World Community Grid - View Thread - Always Goes Back to About 68% [RESOLVED]

World Community Grid Forums

Category: Completed Research

Forum: The Clean Energy Project - Phase 2 Forum

Thread: Always Goes Back to About 68% [RESOLVED]

Quick Go »

No member browsing this thread

Thread Status: Active
Total posts in this thread: 17

[ ]

Author

This topic has been viewed 2391 times and has 16 replies

Former Member
Cruncher
Joined: May 22, 2018
Post Count: 0
Status: Offline


Always Goes Back to About 68% [RESOLVED]

When I'm running The Clean Energy Project - Phase 2 6.40, the percent done and CPU time go back to about 68% and 9 hours every time it gets suspended and resumed. Is this a bug, or do I just have to make sure nothing interferes with it until I'm done?
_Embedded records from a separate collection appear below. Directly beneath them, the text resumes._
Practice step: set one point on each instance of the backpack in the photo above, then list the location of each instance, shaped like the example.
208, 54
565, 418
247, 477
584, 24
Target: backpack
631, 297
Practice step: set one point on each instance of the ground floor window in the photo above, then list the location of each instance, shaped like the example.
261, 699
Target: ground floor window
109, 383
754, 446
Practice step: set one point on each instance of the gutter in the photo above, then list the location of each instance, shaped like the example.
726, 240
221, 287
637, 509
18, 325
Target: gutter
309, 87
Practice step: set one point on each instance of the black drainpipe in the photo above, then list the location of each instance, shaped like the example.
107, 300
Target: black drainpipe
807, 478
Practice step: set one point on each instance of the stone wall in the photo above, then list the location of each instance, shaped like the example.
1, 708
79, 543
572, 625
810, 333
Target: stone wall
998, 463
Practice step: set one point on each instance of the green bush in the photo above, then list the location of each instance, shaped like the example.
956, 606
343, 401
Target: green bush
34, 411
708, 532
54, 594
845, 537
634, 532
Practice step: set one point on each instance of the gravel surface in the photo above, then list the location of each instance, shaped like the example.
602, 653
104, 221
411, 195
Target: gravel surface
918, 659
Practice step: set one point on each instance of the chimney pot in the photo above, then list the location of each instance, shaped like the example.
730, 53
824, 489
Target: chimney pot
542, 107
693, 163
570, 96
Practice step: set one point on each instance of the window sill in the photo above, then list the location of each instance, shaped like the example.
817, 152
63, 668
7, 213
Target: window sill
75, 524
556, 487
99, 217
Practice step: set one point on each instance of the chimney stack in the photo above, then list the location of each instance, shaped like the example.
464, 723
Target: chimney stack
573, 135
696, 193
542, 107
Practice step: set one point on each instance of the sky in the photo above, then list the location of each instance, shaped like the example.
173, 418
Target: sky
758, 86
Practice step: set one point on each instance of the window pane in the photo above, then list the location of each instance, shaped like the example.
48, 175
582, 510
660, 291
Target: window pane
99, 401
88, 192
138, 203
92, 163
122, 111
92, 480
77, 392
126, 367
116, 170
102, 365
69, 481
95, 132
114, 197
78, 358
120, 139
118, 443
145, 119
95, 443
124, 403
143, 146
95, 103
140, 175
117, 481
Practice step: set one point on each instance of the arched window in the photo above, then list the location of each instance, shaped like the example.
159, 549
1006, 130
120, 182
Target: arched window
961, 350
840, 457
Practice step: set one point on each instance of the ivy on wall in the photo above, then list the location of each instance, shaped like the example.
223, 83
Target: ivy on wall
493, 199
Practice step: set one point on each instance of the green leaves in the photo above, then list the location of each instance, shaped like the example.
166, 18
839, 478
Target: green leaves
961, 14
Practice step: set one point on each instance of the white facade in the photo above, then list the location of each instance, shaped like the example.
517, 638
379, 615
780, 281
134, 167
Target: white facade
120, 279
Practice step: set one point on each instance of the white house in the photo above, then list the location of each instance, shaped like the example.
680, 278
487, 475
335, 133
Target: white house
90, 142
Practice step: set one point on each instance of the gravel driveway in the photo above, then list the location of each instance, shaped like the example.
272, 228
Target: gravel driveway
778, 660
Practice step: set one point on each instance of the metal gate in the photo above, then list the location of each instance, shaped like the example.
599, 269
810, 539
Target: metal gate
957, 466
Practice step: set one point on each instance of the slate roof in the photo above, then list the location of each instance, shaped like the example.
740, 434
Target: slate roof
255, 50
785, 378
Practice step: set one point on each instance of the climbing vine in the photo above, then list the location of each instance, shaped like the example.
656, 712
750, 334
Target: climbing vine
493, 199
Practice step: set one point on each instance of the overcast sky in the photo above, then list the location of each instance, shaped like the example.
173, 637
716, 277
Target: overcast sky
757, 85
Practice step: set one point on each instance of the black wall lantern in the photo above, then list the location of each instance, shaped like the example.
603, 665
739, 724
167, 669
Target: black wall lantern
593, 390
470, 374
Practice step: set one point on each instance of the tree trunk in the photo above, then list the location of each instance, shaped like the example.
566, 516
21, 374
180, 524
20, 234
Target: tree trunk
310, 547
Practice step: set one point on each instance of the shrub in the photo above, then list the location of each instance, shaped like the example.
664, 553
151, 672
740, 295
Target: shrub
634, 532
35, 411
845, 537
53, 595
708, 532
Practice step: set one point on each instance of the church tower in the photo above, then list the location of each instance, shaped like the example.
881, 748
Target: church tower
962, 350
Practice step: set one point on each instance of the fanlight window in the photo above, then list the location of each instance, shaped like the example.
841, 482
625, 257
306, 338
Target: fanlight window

I'm running a Macbook Pro (5,4) with 10.7.3 and BOINC v7.0.25.

Here's the Event Log:

Wed May 9 09:46:44 2012 | World Community Grid | task E207501_566_C.28.C19H11N7SSi.01691539.3.set1d06_0 suspended by user
Wed May 9 09:46:50 2012 | World Community Grid | task E207501_566_C.28.C19H11N7SSi.01691539.3.set1d06_0 resumed by user
Wed May 9 09:46:51 2012 | World Community Grid | Restarting task E207501_566_C.28.C19H11N7SSi.01691539.3.set1d06_0 using cep2 version 640 in slot 7

And yes, I have "Leave application in memory while suspended" checked.

Thanks!

----------------------------------------
[Edit 1 times, last edit by Former Member at May 10, 2012 7:56:01 PM]

[May 9, 2012 6:32:53 PM]

Former Member
Cruncher
Joined: May 22, 2018
Post Count: 0
Status: Offline


Re: Always Goes Back to About 68%

Dear ZachZiggster,
as long as you have engaged LAIM and don't shut down your computer you should not loose progress. The %-Progress gauge is a rather crude tool and maybe it just displays an incorrect value after the job resumes.
Best wishes from
Your Harvard CEP team

[May 9, 2012 7:06:57 PM]

Former Member
Cruncher
Joined: May 22, 2018
Post Count: 0
Status: Offline


Re: Always Goes Back to About 68%

Hello ZachZiggster,
With LAIM set in BOINC, cleanenergy is correct. If it really is going back to the check point, then it becomes a puzzle for a Mac expert.

confused

Lawrence

[May 9, 2012 7:33:41 PM]

Former Member
Cruncher
Joined: May 22, 2018
Post Count: 0
Status: Offline


Re: Always Goes Back to About 68%

I checked my WCG host preferences, my Bam! preferences, and my BOINC preferences, and all of them have LAIM set. confused

----------------------------------------
[Edit 1 times, last edit by Former Member at May 9, 2012 10:32:11 PM]

[May 9, 2012 10:31:24 PM]

Former Member
Cruncher
Joined: May 22, 2018
Post Count: 0
Status: Offline


Re: Always Goes Back to About 68%

Hello ZachZiggster,
Which means that Mac OS X is not doing something it should (perhaps because of some hardware fault) or that all our Mac users have failed to report (or notice) this problem running CEP2 on their machines.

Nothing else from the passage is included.